Rukka Sombolinggi, Sekjen Aliansi Masyarakat Adat
Nusantara (AMAN) mengatakan, draf RUU Pertanahan banyak masalah. Dia melihat
dari judul saja, tak layak untuk dilanjutkan.
“RUU ini tidak memiliki sensitivitas terhadap
penyelesaian masalah agraria pada wilayah adat.”
RUU Pertanahan, katanya, mengatur pengukuhan hak
ulayat dimulai dari usulan pemerintah daerah dan ditetapkan menteri yang
menyelenggarakan urusan pemerintahan di bidang pemerintahan dalam negeri.
“Skema seperti ini, sama sekali tak menjawab
persoalan. Pengakuan hak ulayat sulit karena sangat politis melalui
tindakan-tindakan penetapan pemerintah.”
Padahal, katanya, UUPA memandatkan ada pengakuan
terhadap hal ulayat. Sampai sekarang, dari 10 juta hektar lebih wilayah adat
yang diserahkan kepada pemerintah belum terakomodir dengan baik. Bahkan, dalam
kebijakan satu peta, tidak ada kementerian yang bersedia jadi wali data.

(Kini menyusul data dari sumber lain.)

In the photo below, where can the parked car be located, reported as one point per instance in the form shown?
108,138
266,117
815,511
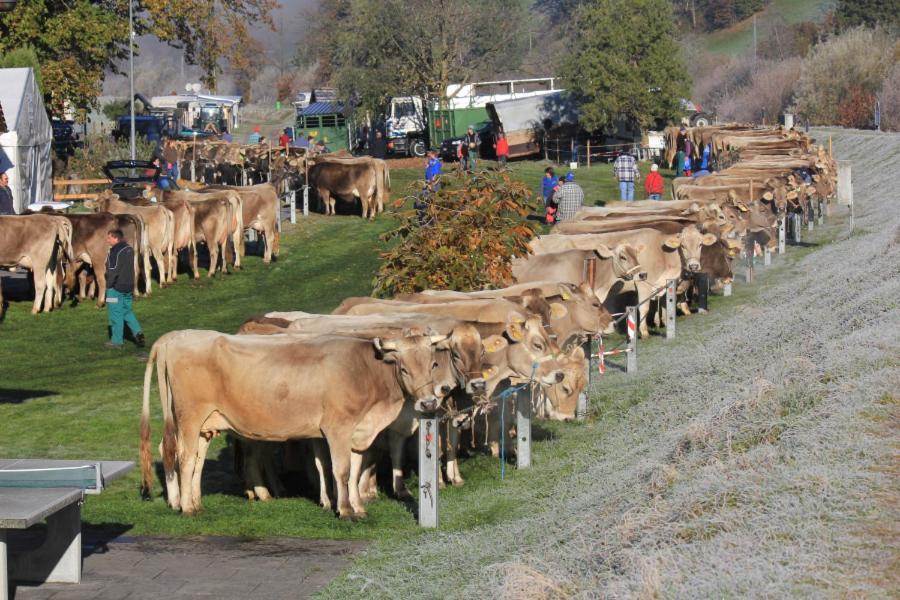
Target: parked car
148,127
130,177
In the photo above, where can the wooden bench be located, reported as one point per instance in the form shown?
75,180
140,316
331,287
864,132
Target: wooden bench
34,490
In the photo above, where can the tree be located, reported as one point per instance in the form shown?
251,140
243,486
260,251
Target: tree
846,68
626,64
377,48
852,13
78,41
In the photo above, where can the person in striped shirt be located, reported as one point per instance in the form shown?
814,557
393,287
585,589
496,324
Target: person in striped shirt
626,173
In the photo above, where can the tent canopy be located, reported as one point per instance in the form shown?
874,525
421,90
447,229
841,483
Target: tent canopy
25,149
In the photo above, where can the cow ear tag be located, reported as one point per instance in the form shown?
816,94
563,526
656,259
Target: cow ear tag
558,310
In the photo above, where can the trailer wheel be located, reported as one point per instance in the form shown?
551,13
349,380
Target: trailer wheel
417,148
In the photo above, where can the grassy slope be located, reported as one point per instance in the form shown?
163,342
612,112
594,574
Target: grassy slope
752,456
63,395
738,38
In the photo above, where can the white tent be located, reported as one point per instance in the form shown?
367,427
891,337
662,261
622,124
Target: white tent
25,148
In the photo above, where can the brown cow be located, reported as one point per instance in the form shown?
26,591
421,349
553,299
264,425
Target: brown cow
37,242
211,382
90,248
160,225
259,205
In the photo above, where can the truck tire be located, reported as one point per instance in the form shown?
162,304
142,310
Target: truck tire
417,148
701,120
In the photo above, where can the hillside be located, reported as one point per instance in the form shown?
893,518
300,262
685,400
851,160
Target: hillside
738,39
750,457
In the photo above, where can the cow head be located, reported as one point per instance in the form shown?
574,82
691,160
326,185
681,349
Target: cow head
464,351
527,350
561,399
624,259
689,244
415,365
575,312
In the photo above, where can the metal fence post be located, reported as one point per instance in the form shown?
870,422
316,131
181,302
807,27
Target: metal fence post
631,324
781,235
670,309
582,405
523,428
750,251
428,472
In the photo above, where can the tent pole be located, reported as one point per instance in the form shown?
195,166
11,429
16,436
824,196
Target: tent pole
131,68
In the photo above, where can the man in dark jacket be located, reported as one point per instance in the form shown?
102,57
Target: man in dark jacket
6,207
119,288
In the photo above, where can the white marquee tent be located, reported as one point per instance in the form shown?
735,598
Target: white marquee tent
25,148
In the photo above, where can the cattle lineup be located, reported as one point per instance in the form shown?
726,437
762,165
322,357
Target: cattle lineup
344,390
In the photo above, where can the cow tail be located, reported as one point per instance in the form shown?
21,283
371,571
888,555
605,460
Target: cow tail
166,400
238,208
146,462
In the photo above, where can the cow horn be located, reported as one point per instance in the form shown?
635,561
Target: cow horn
386,346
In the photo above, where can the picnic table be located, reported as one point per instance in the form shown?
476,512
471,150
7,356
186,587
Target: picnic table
34,490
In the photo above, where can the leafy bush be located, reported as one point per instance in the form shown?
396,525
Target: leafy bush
853,64
890,100
477,229
88,161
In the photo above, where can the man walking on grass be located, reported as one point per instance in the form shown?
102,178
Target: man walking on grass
627,174
119,289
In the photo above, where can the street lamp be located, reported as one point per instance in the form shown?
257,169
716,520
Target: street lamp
131,68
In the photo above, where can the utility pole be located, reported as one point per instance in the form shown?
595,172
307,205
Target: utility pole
131,68
754,41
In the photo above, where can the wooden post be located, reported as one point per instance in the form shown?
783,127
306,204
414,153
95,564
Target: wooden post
429,463
670,309
523,428
631,325
582,406
750,252
781,234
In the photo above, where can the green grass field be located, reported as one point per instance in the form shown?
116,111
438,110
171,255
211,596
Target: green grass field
738,38
64,395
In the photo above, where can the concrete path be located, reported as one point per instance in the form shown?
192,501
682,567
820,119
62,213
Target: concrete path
145,567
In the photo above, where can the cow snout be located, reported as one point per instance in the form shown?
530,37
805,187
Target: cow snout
429,405
477,385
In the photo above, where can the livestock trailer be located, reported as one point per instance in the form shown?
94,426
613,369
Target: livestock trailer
326,121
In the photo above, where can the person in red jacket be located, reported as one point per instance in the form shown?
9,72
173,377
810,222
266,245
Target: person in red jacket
502,148
654,184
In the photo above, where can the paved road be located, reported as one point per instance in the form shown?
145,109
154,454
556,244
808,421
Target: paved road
145,567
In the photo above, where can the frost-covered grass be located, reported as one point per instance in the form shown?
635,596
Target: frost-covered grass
755,455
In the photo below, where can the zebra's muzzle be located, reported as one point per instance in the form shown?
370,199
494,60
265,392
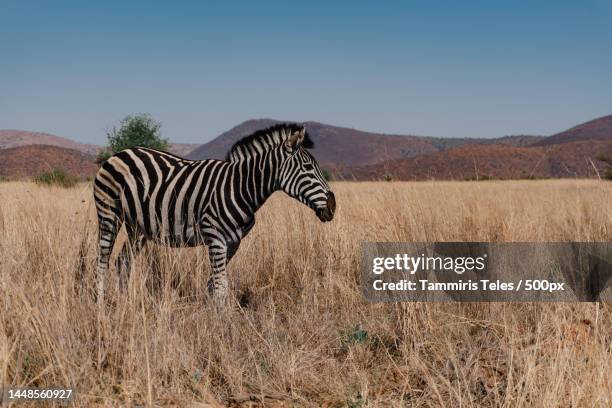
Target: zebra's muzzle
327,213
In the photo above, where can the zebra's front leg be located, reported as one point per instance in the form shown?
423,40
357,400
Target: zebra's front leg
130,249
217,282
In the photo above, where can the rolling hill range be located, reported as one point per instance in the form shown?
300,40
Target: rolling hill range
339,146
596,129
496,161
29,161
358,155
17,138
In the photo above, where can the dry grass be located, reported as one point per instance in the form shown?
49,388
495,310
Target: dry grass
305,337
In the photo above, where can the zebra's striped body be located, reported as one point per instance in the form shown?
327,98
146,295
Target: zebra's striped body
178,202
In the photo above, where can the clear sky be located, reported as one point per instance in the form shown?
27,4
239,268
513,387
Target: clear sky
438,68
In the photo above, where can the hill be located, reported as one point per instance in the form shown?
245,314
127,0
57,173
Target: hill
333,145
341,146
495,161
16,138
182,149
29,161
596,129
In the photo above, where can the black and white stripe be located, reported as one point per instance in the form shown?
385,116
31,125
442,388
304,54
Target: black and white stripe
173,201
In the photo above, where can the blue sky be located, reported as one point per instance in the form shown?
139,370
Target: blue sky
438,68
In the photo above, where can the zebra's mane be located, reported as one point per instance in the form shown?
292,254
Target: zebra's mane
273,135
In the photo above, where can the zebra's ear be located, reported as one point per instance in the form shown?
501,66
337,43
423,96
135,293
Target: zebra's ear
295,139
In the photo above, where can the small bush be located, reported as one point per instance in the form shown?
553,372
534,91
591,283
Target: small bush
103,155
56,177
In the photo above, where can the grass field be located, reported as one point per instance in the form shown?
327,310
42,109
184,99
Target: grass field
304,336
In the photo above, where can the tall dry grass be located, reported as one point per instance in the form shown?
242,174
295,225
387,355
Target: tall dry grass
303,335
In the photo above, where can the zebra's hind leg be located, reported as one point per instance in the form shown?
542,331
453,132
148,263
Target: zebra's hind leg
217,283
108,227
131,248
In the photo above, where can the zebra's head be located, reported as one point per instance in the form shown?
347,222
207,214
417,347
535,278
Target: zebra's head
301,177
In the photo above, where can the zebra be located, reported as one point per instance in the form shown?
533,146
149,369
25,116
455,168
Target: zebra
166,199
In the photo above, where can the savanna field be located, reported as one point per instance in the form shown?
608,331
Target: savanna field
300,333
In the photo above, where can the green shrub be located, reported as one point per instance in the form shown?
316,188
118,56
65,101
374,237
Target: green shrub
56,177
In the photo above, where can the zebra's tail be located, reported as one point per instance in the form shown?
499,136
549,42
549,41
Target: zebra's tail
107,196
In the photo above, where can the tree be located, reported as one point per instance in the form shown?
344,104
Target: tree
134,130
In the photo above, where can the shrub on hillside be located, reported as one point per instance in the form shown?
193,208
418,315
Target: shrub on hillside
56,177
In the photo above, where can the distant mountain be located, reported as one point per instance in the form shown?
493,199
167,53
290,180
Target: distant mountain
492,161
596,129
16,138
182,149
333,145
340,146
29,161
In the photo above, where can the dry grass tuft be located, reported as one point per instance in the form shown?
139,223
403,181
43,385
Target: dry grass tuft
305,336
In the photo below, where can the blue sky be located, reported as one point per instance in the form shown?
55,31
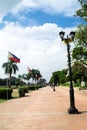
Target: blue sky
29,29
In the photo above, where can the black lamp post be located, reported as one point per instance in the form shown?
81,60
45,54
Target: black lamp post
69,39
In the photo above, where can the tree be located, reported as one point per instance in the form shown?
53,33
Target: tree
10,67
80,51
79,72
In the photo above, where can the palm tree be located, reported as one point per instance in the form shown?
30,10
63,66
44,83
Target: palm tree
10,67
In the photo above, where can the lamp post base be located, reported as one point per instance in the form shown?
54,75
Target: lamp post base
73,110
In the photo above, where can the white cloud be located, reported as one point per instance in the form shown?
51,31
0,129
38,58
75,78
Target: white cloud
7,6
37,47
50,6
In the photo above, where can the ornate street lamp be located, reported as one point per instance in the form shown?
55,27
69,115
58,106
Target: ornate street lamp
67,40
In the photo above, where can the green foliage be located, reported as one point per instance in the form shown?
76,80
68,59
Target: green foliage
6,93
33,87
10,67
23,88
59,77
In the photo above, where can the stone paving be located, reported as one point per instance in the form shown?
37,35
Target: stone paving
44,109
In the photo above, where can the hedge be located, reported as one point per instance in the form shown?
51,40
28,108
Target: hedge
22,91
6,93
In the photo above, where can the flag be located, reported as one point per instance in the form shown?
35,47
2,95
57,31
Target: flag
12,57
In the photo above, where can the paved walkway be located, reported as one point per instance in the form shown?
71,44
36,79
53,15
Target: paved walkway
44,109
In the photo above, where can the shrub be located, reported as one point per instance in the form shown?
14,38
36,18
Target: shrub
6,93
33,87
22,91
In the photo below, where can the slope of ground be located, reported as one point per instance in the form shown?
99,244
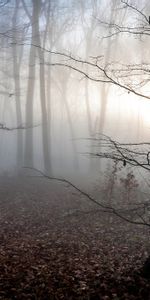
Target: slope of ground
51,247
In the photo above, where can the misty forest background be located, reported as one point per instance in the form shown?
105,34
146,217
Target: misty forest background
74,149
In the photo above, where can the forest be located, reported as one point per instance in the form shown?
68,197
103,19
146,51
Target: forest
74,150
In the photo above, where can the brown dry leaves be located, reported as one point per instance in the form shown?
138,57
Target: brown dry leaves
46,252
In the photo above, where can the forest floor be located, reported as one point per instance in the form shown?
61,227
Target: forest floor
52,248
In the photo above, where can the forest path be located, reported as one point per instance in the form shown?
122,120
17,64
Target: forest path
52,248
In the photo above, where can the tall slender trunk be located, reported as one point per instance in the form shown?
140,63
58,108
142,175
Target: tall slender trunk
16,76
45,133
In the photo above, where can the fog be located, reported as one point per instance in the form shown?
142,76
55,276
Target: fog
74,149
48,111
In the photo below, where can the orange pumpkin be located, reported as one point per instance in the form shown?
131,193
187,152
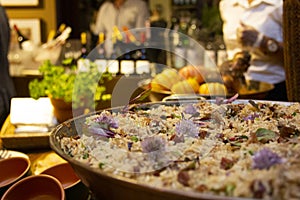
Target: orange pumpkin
191,71
183,87
213,88
166,79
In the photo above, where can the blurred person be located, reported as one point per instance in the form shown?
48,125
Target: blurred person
120,13
256,26
7,89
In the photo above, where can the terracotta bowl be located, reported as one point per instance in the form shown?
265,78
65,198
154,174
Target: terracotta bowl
74,188
35,187
11,170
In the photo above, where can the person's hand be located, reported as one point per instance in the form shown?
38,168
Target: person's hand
247,36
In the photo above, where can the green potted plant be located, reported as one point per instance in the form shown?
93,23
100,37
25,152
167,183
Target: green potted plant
71,88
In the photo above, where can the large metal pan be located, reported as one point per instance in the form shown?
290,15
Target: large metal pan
105,186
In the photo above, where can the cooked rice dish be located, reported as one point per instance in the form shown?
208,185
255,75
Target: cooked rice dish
239,149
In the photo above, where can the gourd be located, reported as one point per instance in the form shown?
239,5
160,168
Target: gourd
165,80
190,71
185,87
213,88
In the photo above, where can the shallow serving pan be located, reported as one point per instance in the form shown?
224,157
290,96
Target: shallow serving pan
105,186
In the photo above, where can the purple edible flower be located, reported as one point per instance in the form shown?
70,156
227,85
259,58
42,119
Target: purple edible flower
108,120
152,144
101,131
102,124
187,127
251,117
265,158
190,109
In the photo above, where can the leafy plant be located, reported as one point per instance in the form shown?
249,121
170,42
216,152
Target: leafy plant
80,85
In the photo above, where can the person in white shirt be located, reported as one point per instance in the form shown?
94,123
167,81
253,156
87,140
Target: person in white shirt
120,13
256,26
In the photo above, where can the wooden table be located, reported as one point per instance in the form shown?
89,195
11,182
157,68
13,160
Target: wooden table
35,145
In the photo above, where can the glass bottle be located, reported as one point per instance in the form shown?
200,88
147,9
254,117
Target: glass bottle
22,39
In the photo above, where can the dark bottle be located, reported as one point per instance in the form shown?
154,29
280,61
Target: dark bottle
142,63
100,57
60,29
21,38
83,41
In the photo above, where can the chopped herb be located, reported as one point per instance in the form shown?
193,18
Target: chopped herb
265,158
265,135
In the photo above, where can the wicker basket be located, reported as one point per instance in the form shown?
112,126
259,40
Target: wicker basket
291,34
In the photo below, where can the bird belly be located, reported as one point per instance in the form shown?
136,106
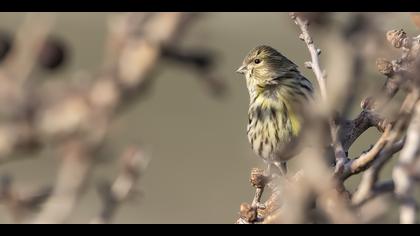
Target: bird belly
268,135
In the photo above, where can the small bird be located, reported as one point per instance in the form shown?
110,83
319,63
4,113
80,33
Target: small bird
278,92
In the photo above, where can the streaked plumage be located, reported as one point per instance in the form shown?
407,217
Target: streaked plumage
277,93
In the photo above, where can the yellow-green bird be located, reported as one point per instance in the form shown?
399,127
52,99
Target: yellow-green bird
278,92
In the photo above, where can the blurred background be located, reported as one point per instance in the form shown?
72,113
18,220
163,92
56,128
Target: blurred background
200,157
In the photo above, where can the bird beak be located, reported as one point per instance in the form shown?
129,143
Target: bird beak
241,70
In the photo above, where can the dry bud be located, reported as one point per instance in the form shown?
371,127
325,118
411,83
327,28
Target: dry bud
384,67
367,103
258,179
308,64
398,38
248,213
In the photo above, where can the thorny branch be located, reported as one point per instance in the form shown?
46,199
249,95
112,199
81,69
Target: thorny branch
293,201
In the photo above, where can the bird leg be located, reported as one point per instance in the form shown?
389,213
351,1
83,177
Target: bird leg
258,179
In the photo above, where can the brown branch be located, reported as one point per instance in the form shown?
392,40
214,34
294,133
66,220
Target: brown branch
401,173
339,152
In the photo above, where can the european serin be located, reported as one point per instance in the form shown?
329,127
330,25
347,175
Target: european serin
277,92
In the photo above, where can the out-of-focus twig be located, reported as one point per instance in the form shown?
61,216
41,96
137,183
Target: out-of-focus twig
133,162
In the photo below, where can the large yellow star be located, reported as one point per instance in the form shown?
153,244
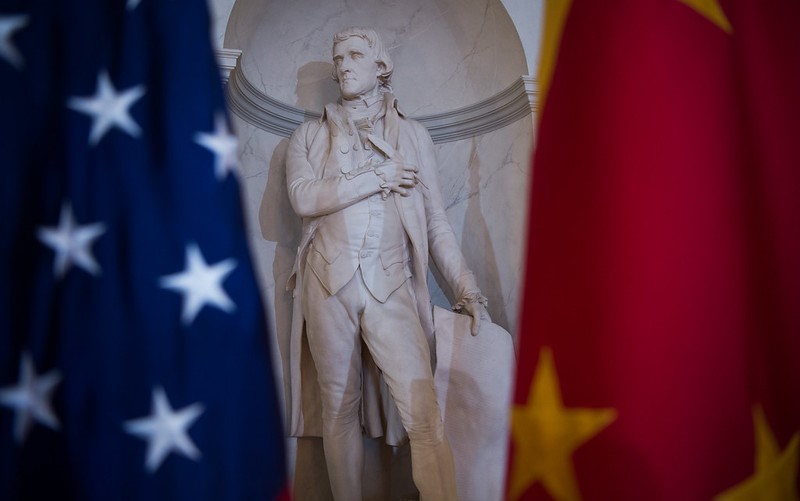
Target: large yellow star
775,478
545,434
711,10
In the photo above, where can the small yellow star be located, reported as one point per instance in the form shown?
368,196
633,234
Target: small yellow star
711,10
775,477
546,433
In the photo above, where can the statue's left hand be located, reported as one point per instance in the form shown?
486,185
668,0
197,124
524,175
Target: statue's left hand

Muhammad Rifai, Ketua Departemen Penataan Produksi dan
Usaha Tani Aliansi Petani Indonesia (API) mengatakan, draf RUU Pertanahan
bertentangan dengan misi Presiden Joko Widodo, yang ingin membangun kedaulatan
pangan dan petani.
Kedaulatan pangan, katanya, bisa tercapai kalau
pemerintah menjamin ketersediaan lahan untuk petani. Kondisi ini, katanya,
betolak belakang dengan isi RUU Pertanahan, malah bisa membuat petani sulit
memperoleh tanah.
“Isi RUU ini tidak menjawab permasalahan mengenai
berapa banyak cadangan tanah untuk pertanian. Apalagi dengan ada wacana
pembentukan bank tanah. Saya khawatir, ini justru mempersulit distribusi tanah
bagi pertanian.”
Bank tanah, kata Rifai, ibarat pisau bermata dua.
“Kalau dijalankan oleh orang baik, akan baik. Begitu pun sebaliknya.”Dia
khawatir, bank tanah justru membuat petani sulit mendapatkan hak atas tanah.